I am abjectly terrible at fighting games. This didn't stop me from seeking out arcades in Japan to hamfistedly fondle the seductive BlazBlue machines, or importing the US version when it was released, or venturing online to be emasculated in short order. I may appreciate their focus and purity but a lack of innate talent and free time means I'll never be as good as I desire. Talent is not in question, but is my ineptitude really an issue of time?
Even when I'm waist deep in Noel's story and practically giddy from her soundset when facing Litchi, a mental flag pops up. There's new anime to be watched! New games to be played! Things to do. Sometimes very good games can override this, dragging me under for weeks at a time, however all it takes one slow section to send me gasping back to the shoreline. This sounded like a good enough reason: essentially a free time defence mechanism; and it certainly fit with my habits, but it doesn't explain why the balance between video games and anime I used to maintain had been broken, marginalising former in favour of the latter.
Reading up on the mentality which accompany intense fandom - otaku - postulates that many of their actions, from fanfiction to dojinshi to cosplay all stem from a desire to "own" part of an existing work. It makes the fan part of a collective culture surrounding the original, essentially an active expression for a passive medium, a modicum of control for an uncontrollable entity. This creativity and interactivity are important for a pastime because they satisfy desires that passive absorption doesn't.
Surely then video games, demanding of skill and inherently engaging, satisfy that requirement?
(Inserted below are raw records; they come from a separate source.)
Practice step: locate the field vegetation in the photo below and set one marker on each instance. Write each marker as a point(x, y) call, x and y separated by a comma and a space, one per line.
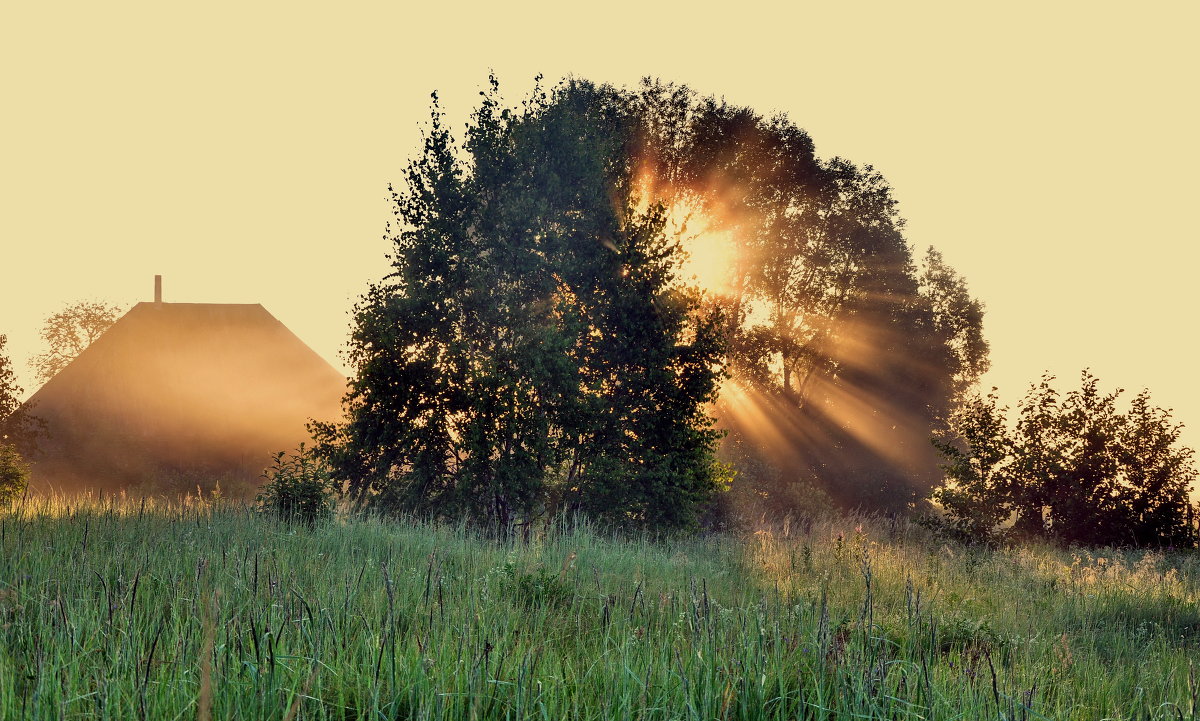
point(124, 608)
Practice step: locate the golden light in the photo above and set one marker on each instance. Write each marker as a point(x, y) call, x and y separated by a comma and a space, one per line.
point(709, 252)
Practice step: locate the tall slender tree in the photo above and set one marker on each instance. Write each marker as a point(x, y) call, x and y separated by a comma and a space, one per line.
point(531, 343)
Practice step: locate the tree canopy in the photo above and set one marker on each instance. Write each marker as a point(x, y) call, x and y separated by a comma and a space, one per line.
point(531, 347)
point(69, 332)
point(17, 427)
point(845, 352)
point(552, 334)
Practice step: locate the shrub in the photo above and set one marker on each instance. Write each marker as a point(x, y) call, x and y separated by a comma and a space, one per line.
point(13, 474)
point(298, 488)
point(1072, 469)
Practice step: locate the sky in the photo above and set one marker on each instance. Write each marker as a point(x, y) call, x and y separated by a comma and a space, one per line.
point(243, 149)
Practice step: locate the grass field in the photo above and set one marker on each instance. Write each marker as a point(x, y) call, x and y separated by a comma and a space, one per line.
point(123, 610)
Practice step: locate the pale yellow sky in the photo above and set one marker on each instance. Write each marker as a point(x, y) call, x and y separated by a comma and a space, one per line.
point(243, 149)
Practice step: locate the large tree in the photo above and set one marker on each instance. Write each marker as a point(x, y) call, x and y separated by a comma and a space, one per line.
point(532, 346)
point(846, 353)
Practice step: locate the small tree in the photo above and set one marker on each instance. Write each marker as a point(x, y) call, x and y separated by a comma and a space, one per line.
point(1073, 469)
point(16, 427)
point(298, 487)
point(69, 332)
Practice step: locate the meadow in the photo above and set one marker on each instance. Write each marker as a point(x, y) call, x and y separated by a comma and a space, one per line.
point(123, 608)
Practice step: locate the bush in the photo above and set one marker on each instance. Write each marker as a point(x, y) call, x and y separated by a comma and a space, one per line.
point(1072, 469)
point(298, 488)
point(13, 474)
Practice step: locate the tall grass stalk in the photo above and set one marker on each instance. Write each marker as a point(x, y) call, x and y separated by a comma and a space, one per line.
point(121, 608)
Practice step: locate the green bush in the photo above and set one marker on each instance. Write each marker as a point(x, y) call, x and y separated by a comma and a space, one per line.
point(298, 488)
point(13, 474)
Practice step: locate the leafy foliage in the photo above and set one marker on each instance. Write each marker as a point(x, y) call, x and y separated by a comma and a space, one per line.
point(1073, 468)
point(69, 332)
point(17, 425)
point(847, 353)
point(13, 474)
point(298, 488)
point(532, 336)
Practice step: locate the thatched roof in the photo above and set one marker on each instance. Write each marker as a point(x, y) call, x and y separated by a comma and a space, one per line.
point(175, 395)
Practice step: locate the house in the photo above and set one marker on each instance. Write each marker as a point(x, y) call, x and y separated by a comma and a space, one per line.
point(178, 395)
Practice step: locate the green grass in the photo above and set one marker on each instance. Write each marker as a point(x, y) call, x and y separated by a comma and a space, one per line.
point(119, 610)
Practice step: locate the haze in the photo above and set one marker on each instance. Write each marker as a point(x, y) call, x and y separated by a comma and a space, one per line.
point(244, 151)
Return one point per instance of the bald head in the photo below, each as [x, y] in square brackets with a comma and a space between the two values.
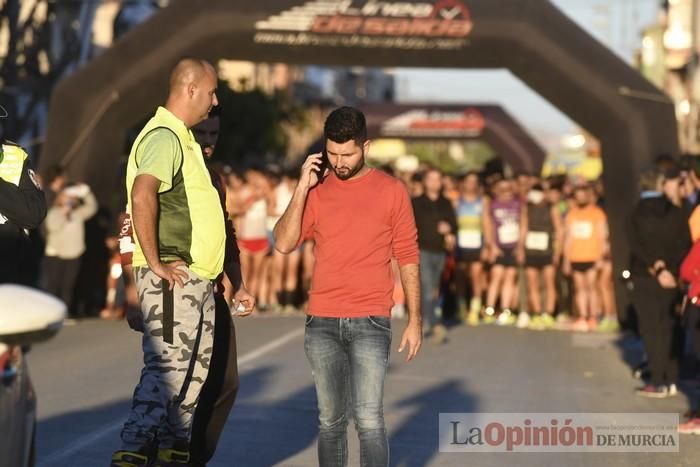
[188, 71]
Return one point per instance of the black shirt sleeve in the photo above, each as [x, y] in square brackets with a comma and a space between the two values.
[23, 205]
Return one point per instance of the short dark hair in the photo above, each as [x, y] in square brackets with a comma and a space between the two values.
[345, 124]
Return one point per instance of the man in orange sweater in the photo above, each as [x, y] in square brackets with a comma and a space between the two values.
[359, 218]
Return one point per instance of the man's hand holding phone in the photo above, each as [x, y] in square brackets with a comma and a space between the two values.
[314, 169]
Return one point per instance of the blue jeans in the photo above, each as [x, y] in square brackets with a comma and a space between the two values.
[431, 266]
[349, 359]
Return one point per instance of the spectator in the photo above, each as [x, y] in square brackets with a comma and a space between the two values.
[659, 239]
[437, 225]
[65, 241]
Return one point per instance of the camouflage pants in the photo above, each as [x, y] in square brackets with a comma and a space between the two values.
[177, 348]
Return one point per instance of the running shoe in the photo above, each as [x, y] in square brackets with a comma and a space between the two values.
[672, 389]
[523, 320]
[537, 323]
[172, 458]
[129, 459]
[489, 315]
[548, 321]
[592, 324]
[473, 318]
[580, 325]
[506, 318]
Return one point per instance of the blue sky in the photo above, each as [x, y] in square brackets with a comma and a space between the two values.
[615, 23]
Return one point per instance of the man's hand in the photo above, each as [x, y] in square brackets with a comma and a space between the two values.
[134, 318]
[309, 171]
[413, 338]
[171, 272]
[248, 301]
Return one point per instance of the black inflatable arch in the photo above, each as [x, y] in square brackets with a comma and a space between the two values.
[634, 121]
[485, 122]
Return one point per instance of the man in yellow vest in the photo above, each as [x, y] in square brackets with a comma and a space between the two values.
[179, 252]
[22, 207]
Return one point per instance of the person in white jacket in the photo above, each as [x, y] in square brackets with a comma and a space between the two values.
[65, 239]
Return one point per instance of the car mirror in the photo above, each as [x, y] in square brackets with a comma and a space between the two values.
[28, 316]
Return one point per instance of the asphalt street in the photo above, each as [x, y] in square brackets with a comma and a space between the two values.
[85, 377]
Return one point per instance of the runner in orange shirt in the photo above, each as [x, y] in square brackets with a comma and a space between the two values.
[585, 247]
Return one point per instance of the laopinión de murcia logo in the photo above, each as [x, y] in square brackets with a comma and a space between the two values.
[443, 24]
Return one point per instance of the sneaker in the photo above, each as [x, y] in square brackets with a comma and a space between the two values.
[506, 318]
[657, 392]
[537, 323]
[523, 320]
[129, 459]
[580, 325]
[473, 318]
[592, 324]
[547, 321]
[691, 427]
[172, 458]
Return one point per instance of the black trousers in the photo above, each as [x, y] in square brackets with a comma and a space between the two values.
[692, 323]
[61, 275]
[655, 307]
[219, 391]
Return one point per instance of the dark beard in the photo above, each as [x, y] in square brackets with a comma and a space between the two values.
[354, 171]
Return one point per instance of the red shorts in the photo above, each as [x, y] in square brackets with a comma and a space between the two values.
[257, 245]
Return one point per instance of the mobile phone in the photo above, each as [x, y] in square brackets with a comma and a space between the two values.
[238, 310]
[325, 164]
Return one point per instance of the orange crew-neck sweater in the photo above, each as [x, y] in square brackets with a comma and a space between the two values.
[357, 226]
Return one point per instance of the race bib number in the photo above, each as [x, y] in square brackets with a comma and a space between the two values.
[582, 230]
[537, 241]
[469, 239]
[508, 233]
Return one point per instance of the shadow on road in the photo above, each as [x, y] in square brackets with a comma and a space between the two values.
[415, 442]
[262, 432]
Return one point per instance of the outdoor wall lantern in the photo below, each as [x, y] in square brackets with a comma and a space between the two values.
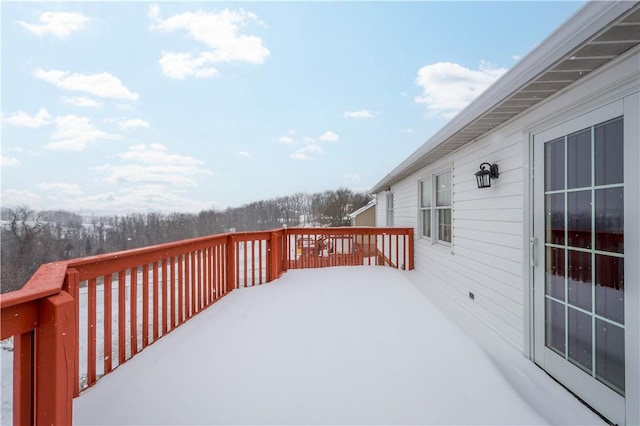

But this leaves the question of passivity. Sure there are cutscenes, video sites like Gametrailers and a growing body of literature surrounding them but that feels like it's doing things backwards. To me anime doesn't have that problem, it may be passive communally or in solitude but the meaty interactivity comes afterwards with blogs and image boards and conventions and tweets and all other manner of holding one's interest long past the closing credits.
Some video games, for better or worse, find a balance between the active and passive - look at the popularity of Final Fantasy; others transcend it by letting the idea, the uninteractive part, become stronger than the canonical interaction with it. Certainly there is a catharsis to be had from video games that anime can't touch, comparing the fundamentals of them results in a fruit cocktail, but the interplay between the two juxtaposed elements is the same, anime just happens to have the more enticing composition.
So Noel's story sits incomplete at 98%, waiting for a time when I've run out of series to review and ideas to explore before experiencing her true ending. Although, Continuum Shift is coming out soon...
@lhw: I greatly respect any and all competitive fighting game players - their skills are rooted in the sacrifice of other genres and pastimes to hone and prepare themselves. I think it's a case of I like the idea of that sort of commitment, but I'm not willing to undertake it myself at the expense of other things. At one point I think I was waiting for the "right" game for me to start down that path, but now I'm sure it doesn't exists.
Definitely looking forward to Continuum Shift, it's on my pre-order list and hype is certainly in the air. Sure to be followed by lamentation but cest la vie.